Details
-
New Feature
-
Status: Closed (View Workflow)
-
Major
-
Resolution: Fixed
-
None
-
None
Description
A common problem for the analysis of one-off events is that there's usually not enough information available to make an accurate analysis of the root cause of the problem. From experience, the log_info output greatly speeds up issue resolution. The problem is that the current logging implementation has some severe limitations:
- The log subsystem is serialized and thus it becomes a scaling bottleneck. This can be improved as the locking done by it is somewhat pessimistic and there exist solutions that would remove the need for serialization. The attached patch shows one approach that could be used for log rotation without locks.
- There is only one log file. This means that alerts, errors, warnings and notifications get mixed with the trace logging and everything gets stored into the same file. This forces an all-or-nothing approach for logging which usually means that trace logging with log_info just isn't an option in production setups due to the larger volume of writes and the performance overhead that comes with it.

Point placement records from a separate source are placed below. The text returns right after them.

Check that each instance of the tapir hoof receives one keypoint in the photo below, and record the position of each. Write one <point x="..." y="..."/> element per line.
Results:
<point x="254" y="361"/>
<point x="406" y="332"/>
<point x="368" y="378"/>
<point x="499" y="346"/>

- The log rotation relies on logrotate. This works perfectly for normal log files but for trace files that would need to be rotated very frequently it doesn't work as well. A built-in rotation/truncation mechanism would be better as it wouldn't require any additional configuration of logrotate.
I've attached a patch to this issue that implements a fixed size rotating log that is intended to be stored on a tmpfs mount. This should make it possible to have the benefit of log_info=true without the most common problems that usually come with it. It's based on 6.4 so there are some fundamental logging inefficiencies in it but it should be a viable option compared to log_info.